Johnson listed several states that already have passed similar legislation, most notably Virginia, which she said recognized the problem of phosphorus as a water pollutant back in the 1980s. "We're really behind the bandwagon," she said.

Johnson's bill would require that by July 2011, household detergents with 0.5 percent or more phosphorus will not be sold anywhere in Utah.

As for the subject of air quality, Johnson's HB146 puts the sniff test to idling school buses. Part of the problem, she said, is that there are still too many school bus drivers who think they need to leave their vehicles idling for long periods to warm them up.

"That's simply not the case," Johnson said, citing research she has studied on how long it takes buses to warm up.

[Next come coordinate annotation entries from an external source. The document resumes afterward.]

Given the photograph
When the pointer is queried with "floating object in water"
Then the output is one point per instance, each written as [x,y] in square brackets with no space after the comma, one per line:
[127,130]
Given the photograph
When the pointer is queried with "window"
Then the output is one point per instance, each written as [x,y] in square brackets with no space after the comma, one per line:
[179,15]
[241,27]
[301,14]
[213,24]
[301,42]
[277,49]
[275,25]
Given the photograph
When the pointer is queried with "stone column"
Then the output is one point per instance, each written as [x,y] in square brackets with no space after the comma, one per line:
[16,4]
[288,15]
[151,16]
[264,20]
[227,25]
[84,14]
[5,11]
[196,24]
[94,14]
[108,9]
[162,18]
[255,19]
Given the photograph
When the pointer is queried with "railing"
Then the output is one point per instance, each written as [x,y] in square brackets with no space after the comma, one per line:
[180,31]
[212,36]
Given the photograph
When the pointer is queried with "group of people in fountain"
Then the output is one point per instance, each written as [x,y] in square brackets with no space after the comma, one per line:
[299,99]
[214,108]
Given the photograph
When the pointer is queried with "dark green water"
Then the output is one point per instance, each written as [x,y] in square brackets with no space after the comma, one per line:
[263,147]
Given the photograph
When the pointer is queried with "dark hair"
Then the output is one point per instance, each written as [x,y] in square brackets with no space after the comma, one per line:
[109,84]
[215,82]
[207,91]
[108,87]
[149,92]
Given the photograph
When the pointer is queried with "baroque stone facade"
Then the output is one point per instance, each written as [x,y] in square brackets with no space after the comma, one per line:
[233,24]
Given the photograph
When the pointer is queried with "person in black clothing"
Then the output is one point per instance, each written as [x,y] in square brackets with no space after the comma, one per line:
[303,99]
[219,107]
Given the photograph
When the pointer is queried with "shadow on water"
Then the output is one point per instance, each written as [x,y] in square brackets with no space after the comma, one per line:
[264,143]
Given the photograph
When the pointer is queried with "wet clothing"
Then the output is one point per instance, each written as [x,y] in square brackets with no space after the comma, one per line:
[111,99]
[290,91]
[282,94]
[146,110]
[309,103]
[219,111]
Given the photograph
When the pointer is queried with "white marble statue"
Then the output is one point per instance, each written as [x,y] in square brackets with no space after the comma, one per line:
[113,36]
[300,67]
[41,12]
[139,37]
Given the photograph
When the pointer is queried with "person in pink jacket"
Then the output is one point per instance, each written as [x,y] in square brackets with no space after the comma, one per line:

She wants to clean up the "pretty toxic" air already outside of an idling school bus and the even more dirty air inside an idling bus as the driver and passengers wait to leave.

Efforts outlined in Johnson's bill would be in addition to work being done by the nonprofit group Utah Clean Cities, which is working with Salt Lake City and Washington school districts on pilot programs that are training bus drivers to reduce their idling times. The Cache district soon will be taking part in the grant-funded program.

Johnson's HB146 would create an $817,600 state appropriation to help fund the purchase of new "clean" buses or to cover the $2,100 cost per bus of retrofitting older models to comply with new idling reduction standards. The bill also would require bus drivers to turn off their vehicles when stopped at a school and not start up again until five minutes or less before they depart.